Jason Bourne, Sam Fisher, Jack Bauer i nieśmiertelny James Bond. Czy do tej grupy najpopularniejszych agentów znanych z gier, filmów i seriali dołączy Michael Thorton z gry Alpha Protocol?
Plusy przesłaniają minus
Alpha Prtocol to szpiegowski thriller RPG. Wcielamy się w nim w tajnego agenta, Michaela Thortona zatrudnianego przez tytułową agencję. Całą akcję obserwujemy zaś z perspektywy trzeciej osoby. A to, co obserwujemy jest – na dziś – jedyną, za to duża wadą tej gry.
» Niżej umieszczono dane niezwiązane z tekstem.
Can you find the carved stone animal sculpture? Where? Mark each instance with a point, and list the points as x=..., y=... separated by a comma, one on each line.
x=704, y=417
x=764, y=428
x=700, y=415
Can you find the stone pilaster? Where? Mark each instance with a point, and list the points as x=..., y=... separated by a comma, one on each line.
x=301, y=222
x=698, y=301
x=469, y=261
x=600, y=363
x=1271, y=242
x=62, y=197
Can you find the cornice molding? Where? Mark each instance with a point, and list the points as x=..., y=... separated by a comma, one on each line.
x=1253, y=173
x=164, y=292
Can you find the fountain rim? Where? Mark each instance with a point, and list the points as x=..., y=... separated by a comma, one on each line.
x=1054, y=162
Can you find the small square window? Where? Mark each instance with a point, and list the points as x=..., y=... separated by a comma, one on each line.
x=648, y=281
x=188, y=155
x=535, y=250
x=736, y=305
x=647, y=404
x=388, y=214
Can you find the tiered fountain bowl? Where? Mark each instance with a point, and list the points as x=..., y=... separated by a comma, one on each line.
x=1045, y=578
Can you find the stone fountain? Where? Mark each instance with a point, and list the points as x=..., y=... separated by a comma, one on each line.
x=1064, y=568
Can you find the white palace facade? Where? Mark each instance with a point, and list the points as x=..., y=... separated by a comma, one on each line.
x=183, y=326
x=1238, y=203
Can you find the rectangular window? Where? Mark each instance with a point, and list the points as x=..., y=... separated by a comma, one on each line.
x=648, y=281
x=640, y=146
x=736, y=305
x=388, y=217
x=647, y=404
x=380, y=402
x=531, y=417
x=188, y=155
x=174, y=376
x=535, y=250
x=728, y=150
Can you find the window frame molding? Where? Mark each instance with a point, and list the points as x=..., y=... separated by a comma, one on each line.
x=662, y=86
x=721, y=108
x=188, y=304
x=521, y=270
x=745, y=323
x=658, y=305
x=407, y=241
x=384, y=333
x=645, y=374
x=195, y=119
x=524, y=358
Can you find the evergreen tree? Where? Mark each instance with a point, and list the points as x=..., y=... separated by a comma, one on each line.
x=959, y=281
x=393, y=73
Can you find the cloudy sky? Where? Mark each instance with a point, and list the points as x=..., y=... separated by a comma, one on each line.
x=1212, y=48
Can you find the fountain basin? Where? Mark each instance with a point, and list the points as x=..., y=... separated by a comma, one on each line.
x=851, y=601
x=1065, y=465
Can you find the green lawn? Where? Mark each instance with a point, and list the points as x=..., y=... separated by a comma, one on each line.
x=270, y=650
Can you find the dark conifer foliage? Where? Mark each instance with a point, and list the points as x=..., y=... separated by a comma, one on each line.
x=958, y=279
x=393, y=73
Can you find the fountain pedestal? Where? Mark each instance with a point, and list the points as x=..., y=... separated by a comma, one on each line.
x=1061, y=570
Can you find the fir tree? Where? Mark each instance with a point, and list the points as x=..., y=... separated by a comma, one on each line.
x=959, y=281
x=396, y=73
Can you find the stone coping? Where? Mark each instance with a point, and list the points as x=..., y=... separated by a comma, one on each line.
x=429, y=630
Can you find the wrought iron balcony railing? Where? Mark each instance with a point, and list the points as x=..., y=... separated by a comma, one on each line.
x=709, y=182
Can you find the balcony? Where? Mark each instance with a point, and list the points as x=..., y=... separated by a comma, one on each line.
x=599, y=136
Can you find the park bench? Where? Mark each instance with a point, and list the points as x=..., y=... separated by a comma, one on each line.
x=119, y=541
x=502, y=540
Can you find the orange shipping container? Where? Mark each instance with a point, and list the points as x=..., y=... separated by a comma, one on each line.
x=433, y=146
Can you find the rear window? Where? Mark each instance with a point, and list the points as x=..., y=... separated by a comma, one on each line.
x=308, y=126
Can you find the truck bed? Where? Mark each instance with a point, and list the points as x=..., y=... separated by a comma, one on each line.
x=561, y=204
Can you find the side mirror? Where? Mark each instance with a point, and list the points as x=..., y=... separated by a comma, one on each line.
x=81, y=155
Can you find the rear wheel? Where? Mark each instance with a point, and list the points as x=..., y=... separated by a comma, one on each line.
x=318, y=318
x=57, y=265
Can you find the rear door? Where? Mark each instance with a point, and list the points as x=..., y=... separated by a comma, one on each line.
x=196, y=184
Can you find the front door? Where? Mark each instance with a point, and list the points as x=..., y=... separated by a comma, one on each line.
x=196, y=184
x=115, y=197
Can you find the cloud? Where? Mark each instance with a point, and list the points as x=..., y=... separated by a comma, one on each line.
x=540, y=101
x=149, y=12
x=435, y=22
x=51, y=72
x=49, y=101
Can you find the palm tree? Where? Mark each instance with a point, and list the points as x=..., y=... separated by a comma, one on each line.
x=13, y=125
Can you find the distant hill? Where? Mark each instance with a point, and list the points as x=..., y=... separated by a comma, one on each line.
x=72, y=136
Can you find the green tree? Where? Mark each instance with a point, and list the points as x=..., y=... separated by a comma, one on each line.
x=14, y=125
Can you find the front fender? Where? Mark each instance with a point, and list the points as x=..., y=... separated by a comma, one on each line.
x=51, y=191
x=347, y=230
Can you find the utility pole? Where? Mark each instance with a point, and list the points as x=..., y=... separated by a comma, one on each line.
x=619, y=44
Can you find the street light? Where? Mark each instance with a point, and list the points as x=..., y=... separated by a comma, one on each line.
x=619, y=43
Jest ona zwyczajnie brzydka.
Wygląda jak tytuł sprzed 3 lat i mocno daje po oczach. Inna rzecz, że po pewnym czasie przestaje to przeszkadzać, bo liczne plusy przesłaniają ten jeden minus. Pytanie tylko, czy części graczy przyzwyczajonych do coraz piękniejszych gier (jak Mass Effect 2) nie odstraszy to od zakupu?
Tych, których nie odstraszy, czeka za to przemyślana, ciekawa i niebanalna rozgrywka.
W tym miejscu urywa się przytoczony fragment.